Warum es cool ist, unbeliebt zu sein

Oder: warum es gut ist, einen eigenen Kopf zu haben.

Girlboss

Everybody's Darling oder passionierte Diskussionspartnerin? Darum ist eure eigene Meinung wichtig!

Okay, sind wir ehrlich: Ich war noch nie das beliebte Mädchen. Ich wurde im Sportunterricht immer als Letzte ins Volleyball-Team gewählt und hatte auch keine Klassensprecher-Ambitionen. Ich habe mich nicht mit dem heißesten Kerl der Schule verabredet oder gar eine lokale Subkultur geführt.

Und auch nach dem Ende der Schulzeit betrachte ich mich immer noch nicht als "populäre Person" im traditionellen Sinne. Denn hinter "populär" steckt für mich vielmehr die Erkenntnis, dass wir nicht immer mit der großen Masse einer Meinung sein müssen, um glücklich und erfolgreich zu sein, oder gar, um persönliche Beziehungen einzugehen.

Was Popularität mit Meinung zu tun hat

Beliebtsein heißt nämlich auch, viele konventionell beliebte Meinungen zu teilen. Geht man allerdings offen mit seinen kontroversen oder polarisierenden Meinungen – und das meine ich jetzt nicht im politischen Sinn um - eckt man in der Gesellschaft gerne einmal an. Hier sind einige Beispiele:

  1. Tiere gehören nicht in menschliche Betten.
  2. Wes-Anderson-Filme (außer Rushmore und Royal Tenenbaums) sind überbewertet und bringen mich in der Regel zum Einschlafen.
  3. Ich hasse mehrtägigen Festivals. Schlafen und essen in Schlamm? Nein, danke!

Jeder Mensch hat seinen eigenen einzigartigen Erfahrungen, Vorurteile und Widersprüche - und hoffentlich – einen eigenen Standpunkt. Einen Standpunkt zu haben ist wichtig, auch wenn dieser Standpunkt vielleicht nicht immer allgemein anerkannt ist.

So kann man sich bei bestimmten Dingen klar auf ein Thema einigen (z.B. den Fakt, lieber keine Tierhaare in den Bettlaken haben zu wollen), während wir bei anderen Themen grundsätzlich verschieden denken (z.B. bei der Frage, ob Burning Man eine Drogen-Orgie in der Wüste oder eine transzendentale spirituelle Erfahrung ist. Auch wenn es "ganz klar auch beides sein kann!")

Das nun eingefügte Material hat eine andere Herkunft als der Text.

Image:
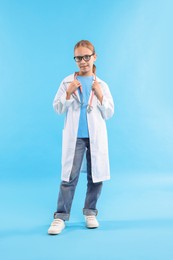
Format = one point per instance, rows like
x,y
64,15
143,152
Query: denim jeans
x,y
67,189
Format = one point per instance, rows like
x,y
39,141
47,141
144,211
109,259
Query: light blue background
x,y
133,41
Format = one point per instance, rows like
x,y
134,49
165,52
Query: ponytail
x,y
94,69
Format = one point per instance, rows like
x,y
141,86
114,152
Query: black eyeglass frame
x,y
83,57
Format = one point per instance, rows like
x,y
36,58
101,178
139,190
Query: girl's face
x,y
84,59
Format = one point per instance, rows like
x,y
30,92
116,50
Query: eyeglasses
x,y
85,58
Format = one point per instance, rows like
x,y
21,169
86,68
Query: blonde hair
x,y
90,46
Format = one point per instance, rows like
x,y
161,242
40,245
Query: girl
x,y
87,102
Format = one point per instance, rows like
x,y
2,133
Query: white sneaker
x,y
56,227
91,222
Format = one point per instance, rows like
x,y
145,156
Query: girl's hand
x,y
72,88
97,90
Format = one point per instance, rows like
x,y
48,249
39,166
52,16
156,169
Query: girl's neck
x,y
85,74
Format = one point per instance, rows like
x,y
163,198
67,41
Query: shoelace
x,y
57,222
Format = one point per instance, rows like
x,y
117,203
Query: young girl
x,y
87,102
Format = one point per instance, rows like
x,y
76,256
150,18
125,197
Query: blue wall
x,y
133,40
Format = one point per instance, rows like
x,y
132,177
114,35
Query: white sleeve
x,y
107,106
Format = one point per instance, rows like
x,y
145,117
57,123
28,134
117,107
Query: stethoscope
x,y
89,106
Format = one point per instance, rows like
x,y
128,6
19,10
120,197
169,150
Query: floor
x,y
135,215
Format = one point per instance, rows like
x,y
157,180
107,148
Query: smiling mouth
x,y
83,67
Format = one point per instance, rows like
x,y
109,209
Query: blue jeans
x,y
67,189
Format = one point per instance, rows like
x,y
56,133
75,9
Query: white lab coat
x,y
96,125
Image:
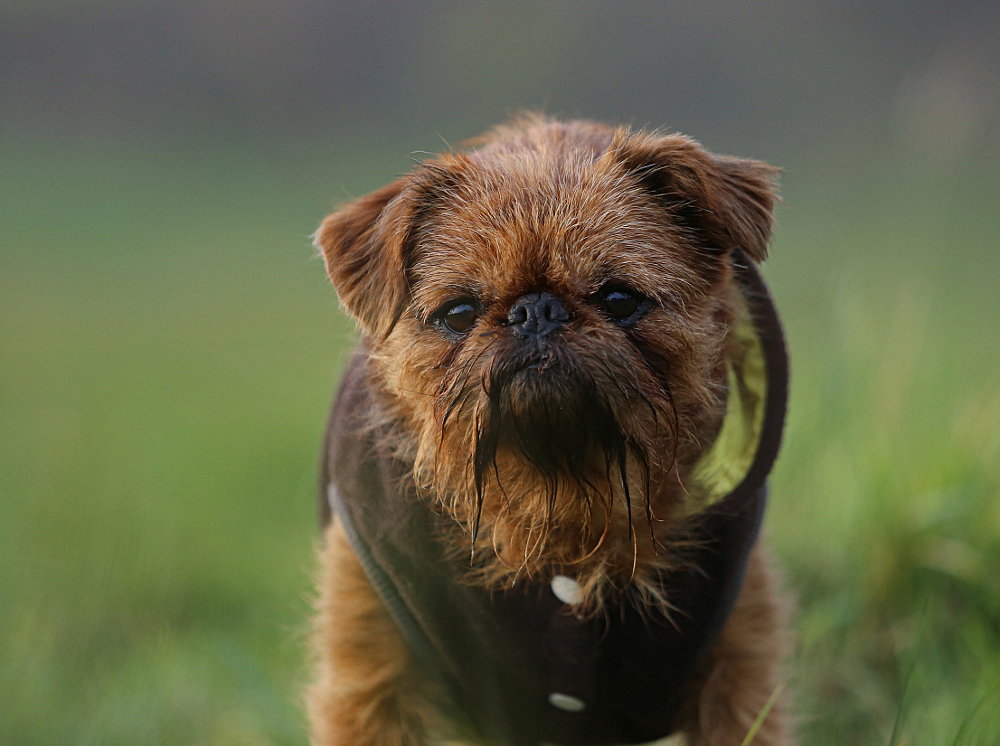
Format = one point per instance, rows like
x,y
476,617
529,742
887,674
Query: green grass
x,y
168,348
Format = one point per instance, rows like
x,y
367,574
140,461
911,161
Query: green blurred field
x,y
168,348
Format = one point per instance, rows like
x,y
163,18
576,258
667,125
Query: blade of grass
x,y
897,725
763,714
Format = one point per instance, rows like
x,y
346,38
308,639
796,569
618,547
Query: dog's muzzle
x,y
536,316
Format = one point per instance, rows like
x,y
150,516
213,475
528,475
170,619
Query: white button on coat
x,y
566,702
567,590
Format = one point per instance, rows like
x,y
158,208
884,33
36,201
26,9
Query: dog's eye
x,y
458,316
619,304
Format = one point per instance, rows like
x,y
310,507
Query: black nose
x,y
537,315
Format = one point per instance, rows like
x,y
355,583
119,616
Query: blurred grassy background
x,y
169,344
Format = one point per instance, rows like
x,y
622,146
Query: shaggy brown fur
x,y
568,452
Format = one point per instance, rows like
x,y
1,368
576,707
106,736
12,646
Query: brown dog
x,y
546,463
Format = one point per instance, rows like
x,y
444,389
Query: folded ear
x,y
365,245
726,202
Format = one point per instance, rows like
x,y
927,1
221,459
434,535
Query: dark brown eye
x,y
458,316
620,304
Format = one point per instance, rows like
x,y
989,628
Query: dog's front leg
x,y
746,666
366,691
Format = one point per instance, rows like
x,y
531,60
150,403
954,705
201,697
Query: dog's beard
x,y
566,443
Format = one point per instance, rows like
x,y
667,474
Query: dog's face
x,y
549,318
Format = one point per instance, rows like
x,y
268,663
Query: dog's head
x,y
549,314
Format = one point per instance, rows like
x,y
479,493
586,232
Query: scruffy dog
x,y
545,470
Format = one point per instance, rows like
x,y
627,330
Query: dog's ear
x,y
726,202
363,244
370,243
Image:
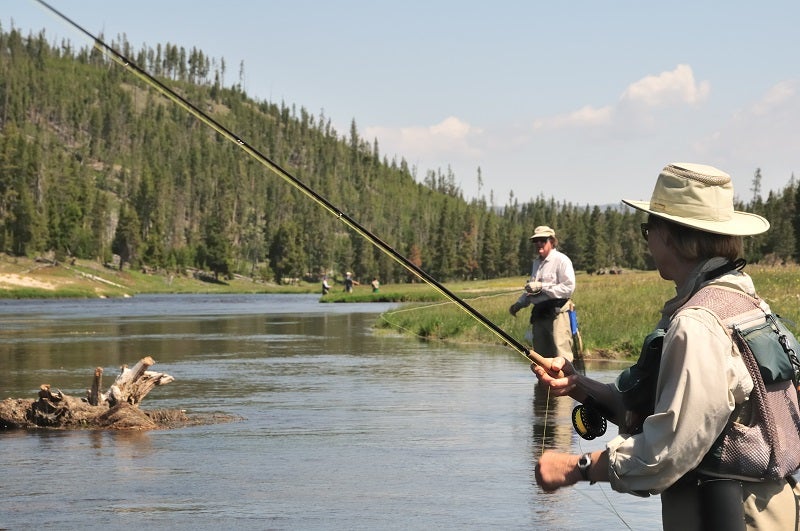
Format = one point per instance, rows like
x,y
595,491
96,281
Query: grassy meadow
x,y
615,312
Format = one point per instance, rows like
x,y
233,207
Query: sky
x,y
582,101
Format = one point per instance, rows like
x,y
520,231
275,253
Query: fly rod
x,y
299,185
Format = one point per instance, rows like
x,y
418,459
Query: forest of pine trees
x,y
94,164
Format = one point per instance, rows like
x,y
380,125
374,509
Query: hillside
x,y
96,165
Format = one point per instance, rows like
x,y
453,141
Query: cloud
x,y
675,88
667,88
763,133
450,137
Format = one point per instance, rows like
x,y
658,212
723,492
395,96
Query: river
x,y
341,427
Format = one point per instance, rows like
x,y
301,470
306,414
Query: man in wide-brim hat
x,y
681,447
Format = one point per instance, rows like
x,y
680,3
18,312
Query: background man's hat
x,y
701,197
543,231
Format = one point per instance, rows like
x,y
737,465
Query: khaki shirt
x,y
556,275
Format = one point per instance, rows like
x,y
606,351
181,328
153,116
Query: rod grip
x,y
543,362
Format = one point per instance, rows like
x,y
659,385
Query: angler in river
x,y
704,388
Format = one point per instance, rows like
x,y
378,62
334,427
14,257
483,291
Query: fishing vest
x,y
762,438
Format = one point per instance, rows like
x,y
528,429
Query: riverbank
x,y
615,312
23,278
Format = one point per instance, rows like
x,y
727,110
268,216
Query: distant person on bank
x,y
349,282
549,290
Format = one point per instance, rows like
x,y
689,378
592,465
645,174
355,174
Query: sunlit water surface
x,y
342,427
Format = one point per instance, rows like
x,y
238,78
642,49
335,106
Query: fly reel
x,y
588,422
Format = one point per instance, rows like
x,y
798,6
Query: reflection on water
x,y
342,429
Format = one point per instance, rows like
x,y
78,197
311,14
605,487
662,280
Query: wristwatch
x,y
583,466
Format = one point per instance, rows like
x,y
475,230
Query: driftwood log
x,y
118,408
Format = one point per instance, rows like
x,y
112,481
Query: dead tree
x,y
118,408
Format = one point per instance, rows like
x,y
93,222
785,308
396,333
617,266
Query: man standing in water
x,y
550,290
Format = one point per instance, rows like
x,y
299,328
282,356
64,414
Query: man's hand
x,y
560,377
534,287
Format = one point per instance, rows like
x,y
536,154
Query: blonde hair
x,y
694,244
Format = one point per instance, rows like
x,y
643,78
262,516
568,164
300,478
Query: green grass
x,y
615,312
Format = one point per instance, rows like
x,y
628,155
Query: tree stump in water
x,y
115,409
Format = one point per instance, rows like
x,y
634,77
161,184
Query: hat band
x,y
698,212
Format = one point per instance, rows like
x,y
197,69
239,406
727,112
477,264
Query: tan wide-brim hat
x,y
543,231
701,197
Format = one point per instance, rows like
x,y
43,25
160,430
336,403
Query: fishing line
x,y
505,338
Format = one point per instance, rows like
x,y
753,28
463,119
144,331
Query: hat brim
x,y
740,224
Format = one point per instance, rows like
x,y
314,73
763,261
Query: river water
x,y
341,427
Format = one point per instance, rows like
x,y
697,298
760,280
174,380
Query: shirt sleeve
x,y
695,395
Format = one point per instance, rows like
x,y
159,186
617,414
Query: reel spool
x,y
588,422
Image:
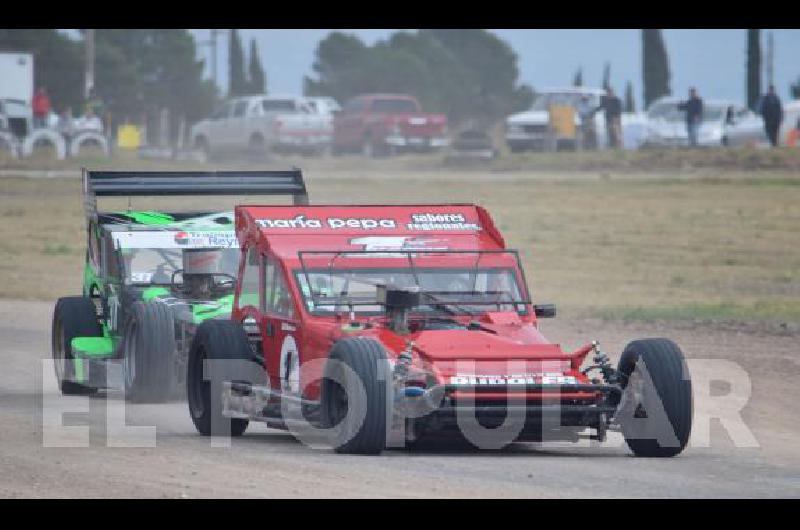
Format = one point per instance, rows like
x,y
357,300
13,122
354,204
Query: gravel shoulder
x,y
270,463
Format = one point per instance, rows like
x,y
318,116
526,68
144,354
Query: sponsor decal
x,y
549,378
375,243
423,221
440,221
336,223
181,238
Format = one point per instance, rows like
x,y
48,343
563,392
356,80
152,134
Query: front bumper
x,y
450,407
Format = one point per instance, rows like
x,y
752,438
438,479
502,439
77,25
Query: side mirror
x,y
544,310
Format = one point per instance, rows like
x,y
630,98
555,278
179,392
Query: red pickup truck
x,y
383,124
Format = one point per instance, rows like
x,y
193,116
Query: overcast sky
x,y
711,59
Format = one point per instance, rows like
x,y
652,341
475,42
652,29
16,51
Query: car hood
x,y
529,117
454,344
468,352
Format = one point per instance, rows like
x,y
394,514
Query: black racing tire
x,y
666,367
217,340
363,356
149,350
74,316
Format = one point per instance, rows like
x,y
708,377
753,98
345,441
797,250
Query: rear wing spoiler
x,y
186,183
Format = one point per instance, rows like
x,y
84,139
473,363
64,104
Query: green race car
x,y
150,279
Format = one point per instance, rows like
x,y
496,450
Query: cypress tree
x,y
655,66
753,75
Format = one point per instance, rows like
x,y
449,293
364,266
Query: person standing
x,y
586,111
694,115
772,112
41,107
613,114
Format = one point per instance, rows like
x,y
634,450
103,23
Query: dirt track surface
x,y
269,463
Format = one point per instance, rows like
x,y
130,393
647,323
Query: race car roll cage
x,y
186,183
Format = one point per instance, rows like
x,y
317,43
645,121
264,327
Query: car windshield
x,y
155,266
543,101
394,105
670,112
444,290
278,105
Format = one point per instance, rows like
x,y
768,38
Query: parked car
x,y
530,130
724,123
470,145
324,105
387,123
261,124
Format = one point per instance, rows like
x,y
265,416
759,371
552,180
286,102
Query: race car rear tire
x,y
148,366
217,340
365,357
74,316
666,367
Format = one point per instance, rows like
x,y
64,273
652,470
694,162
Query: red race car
x,y
374,326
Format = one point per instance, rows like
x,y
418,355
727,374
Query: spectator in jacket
x,y
772,112
613,114
586,111
41,107
66,123
694,115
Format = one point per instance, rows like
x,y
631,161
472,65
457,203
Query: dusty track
x,y
271,463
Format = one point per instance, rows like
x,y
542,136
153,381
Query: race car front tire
x,y
74,316
662,365
217,340
357,427
148,366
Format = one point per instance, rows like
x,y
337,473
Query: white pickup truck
x,y
263,124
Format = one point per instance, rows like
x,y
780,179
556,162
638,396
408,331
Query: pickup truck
x,y
263,124
383,124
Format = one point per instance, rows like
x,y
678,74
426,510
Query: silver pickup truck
x,y
264,124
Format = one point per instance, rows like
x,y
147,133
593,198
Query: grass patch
x,y
764,311
57,250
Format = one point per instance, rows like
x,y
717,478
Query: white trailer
x,y
16,93
16,76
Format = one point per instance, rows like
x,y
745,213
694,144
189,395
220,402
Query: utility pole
x,y
88,39
212,43
770,58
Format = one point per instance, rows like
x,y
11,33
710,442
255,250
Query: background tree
x,y
237,81
578,79
607,76
467,73
630,103
753,75
655,66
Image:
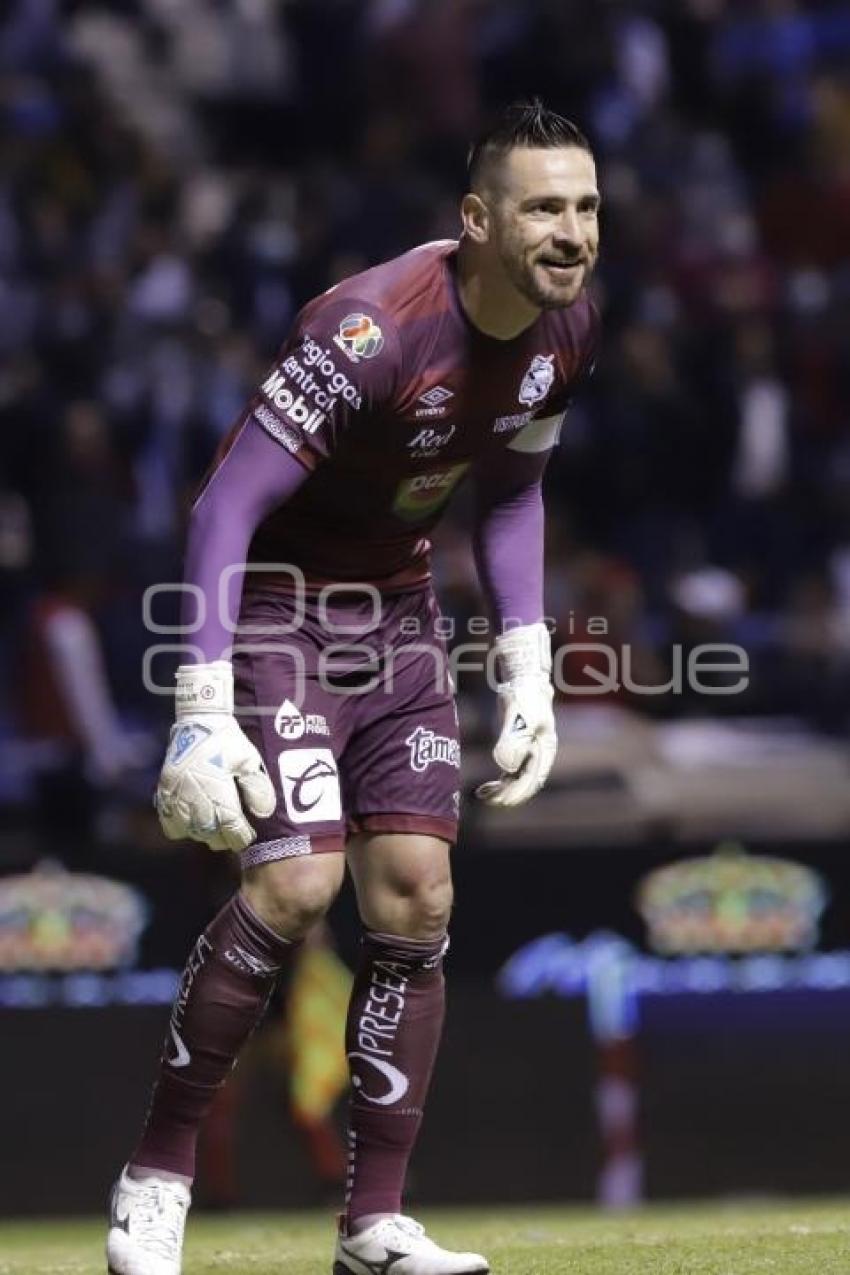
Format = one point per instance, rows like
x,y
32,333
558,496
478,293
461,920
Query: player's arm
x,y
291,426
212,770
509,555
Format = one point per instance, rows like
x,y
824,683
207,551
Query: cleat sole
x,y
345,1270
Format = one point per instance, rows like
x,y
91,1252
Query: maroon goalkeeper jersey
x,y
389,395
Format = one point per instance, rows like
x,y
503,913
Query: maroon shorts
x,y
352,708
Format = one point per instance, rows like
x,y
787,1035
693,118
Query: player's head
x,y
533,204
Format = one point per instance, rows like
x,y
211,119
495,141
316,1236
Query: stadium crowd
x,y
180,176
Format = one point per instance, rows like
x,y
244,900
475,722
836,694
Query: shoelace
x,y
158,1218
408,1228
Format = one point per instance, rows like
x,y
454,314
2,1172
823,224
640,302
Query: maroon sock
x,y
222,995
391,1037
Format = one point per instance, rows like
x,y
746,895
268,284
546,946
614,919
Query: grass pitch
x,y
808,1238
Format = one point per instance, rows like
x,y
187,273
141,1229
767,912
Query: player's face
x,y
546,223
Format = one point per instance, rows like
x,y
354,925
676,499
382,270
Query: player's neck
x,y
489,301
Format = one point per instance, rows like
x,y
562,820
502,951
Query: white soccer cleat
x,y
147,1222
399,1246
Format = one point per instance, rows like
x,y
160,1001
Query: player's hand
x,y
528,742
212,769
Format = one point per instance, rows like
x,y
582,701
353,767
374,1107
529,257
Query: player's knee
x,y
291,895
428,899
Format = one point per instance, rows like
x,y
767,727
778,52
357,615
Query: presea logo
x,y
537,381
360,337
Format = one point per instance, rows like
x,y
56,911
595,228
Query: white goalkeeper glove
x,y
526,743
208,756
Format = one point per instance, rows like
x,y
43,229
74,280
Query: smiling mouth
x,y
561,265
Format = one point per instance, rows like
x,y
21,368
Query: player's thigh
x,y
403,882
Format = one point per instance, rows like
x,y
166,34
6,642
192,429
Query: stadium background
x,y
177,179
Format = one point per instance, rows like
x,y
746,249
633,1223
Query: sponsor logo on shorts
x,y
310,786
279,430
426,749
507,423
537,381
419,496
428,441
435,400
360,337
292,724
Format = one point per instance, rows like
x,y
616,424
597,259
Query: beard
x,y
538,286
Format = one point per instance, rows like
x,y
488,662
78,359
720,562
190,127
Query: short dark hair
x,y
523,124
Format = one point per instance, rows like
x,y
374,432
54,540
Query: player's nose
x,y
567,233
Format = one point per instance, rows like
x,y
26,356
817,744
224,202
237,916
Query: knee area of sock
x,y
288,896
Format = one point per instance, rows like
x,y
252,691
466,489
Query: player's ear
x,y
475,217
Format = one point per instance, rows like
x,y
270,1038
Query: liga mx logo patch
x,y
537,381
360,337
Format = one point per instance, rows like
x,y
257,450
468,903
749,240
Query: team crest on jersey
x,y
360,337
537,381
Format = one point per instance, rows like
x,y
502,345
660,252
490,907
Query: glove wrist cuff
x,y
204,689
524,652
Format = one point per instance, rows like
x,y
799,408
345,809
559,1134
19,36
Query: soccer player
x,y
453,361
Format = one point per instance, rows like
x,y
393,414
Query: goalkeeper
x,y
325,732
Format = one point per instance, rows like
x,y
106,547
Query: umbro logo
x,y
435,400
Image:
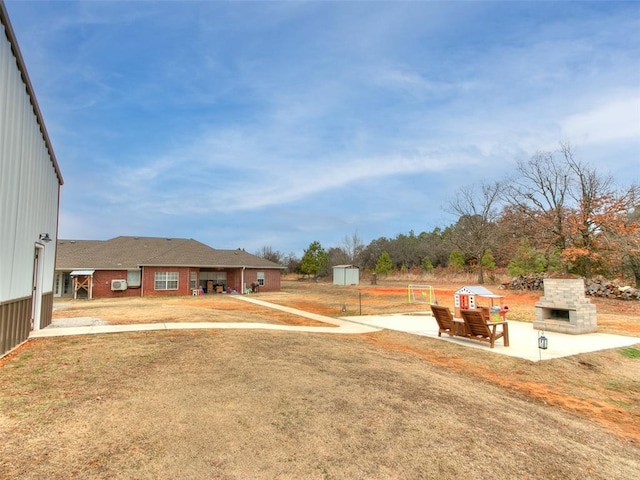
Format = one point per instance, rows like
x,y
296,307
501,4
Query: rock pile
x,y
593,288
604,288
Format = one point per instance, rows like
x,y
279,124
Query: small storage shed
x,y
346,275
470,297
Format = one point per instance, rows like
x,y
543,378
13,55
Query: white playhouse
x,y
472,297
346,275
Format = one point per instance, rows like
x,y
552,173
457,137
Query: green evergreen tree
x,y
314,260
456,260
427,266
384,265
488,261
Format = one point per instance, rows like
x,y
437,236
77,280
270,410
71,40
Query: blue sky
x,y
252,124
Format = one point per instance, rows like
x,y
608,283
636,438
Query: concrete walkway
x,y
92,326
523,338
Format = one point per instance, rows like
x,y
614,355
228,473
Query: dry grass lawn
x,y
266,404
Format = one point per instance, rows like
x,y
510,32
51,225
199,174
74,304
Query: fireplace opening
x,y
559,314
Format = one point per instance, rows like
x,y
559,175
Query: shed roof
x,y
122,253
13,41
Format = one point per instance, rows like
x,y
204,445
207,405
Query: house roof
x,y
11,37
122,253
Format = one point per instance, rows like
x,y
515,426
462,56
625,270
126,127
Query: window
x,y
133,278
166,281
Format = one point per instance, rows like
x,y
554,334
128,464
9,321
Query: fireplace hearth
x,y
564,308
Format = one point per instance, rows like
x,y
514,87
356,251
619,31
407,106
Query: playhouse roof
x,y
478,290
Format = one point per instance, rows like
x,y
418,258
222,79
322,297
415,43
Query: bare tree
x,y
353,248
540,194
270,254
476,230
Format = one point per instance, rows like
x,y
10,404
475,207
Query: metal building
x,y
346,275
30,182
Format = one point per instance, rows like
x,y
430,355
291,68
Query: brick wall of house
x,y
148,281
271,279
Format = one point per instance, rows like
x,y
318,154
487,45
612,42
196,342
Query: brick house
x,y
148,266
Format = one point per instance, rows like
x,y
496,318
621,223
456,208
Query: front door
x,y
36,302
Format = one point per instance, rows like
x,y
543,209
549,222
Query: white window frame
x,y
133,278
165,281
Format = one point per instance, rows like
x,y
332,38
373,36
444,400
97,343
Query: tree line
x,y
556,214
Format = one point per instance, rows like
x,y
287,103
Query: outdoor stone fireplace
x,y
564,308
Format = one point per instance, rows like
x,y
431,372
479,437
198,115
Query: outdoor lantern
x,y
543,343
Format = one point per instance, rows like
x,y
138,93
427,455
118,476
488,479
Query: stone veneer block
x,y
564,308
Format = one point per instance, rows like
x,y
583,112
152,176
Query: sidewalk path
x,y
338,326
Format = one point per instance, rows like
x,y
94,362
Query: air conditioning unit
x,y
118,285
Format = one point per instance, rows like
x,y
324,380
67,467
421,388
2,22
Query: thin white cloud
x,y
613,119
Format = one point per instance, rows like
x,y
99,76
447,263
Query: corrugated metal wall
x,y
28,185
29,193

Sich in den meisten Dingen des Lebens nicht einig zu sein, ist in Ordnung - vorausgesetzt, es schränkt nicht die Freiheit oder die Menschenrechte anderer ein. Problematisch wird es, wenn wir anfangen zu denken, dass wir uns immer auf wirklich alles einigen müssen, um zusammen zu funktionieren, um beliebt zu sein. Dass wir anfangen Dinge gut finden, weil viele sie gut finden.

Die Crux: Viele wirklich beliebte Dinge sind auch kulturell und intellektuell "sicher". Und sichere Meinungen kommen immer gut an. Was schön sein kann. Na klar liebe auch ich ein perfekt geschnittenes weißes T-Shirt und Jeans, bewundere Persönlichkeiten wie Oprah und verstehe den Mancrush auf Ryan Gosling. Ganz schön Mainstream-Populär – und auch wichtig!

Denn die wohl wichtigste Erkenntnis ist die, dass wir Dinge im Leben nicht kategorisch ablehnen sollten, sondern sie selektiv annehmen oder zumindest gelegentlich in Frage stellen sollten. Ergo: Nicht immer die Populärmeinung annehmen, sondern auch den eigenen Kopf anschalten und seine eigene Meinung ausdrücken – auch wenn wir damit nicht immer everybody's darling in der Konversation sind.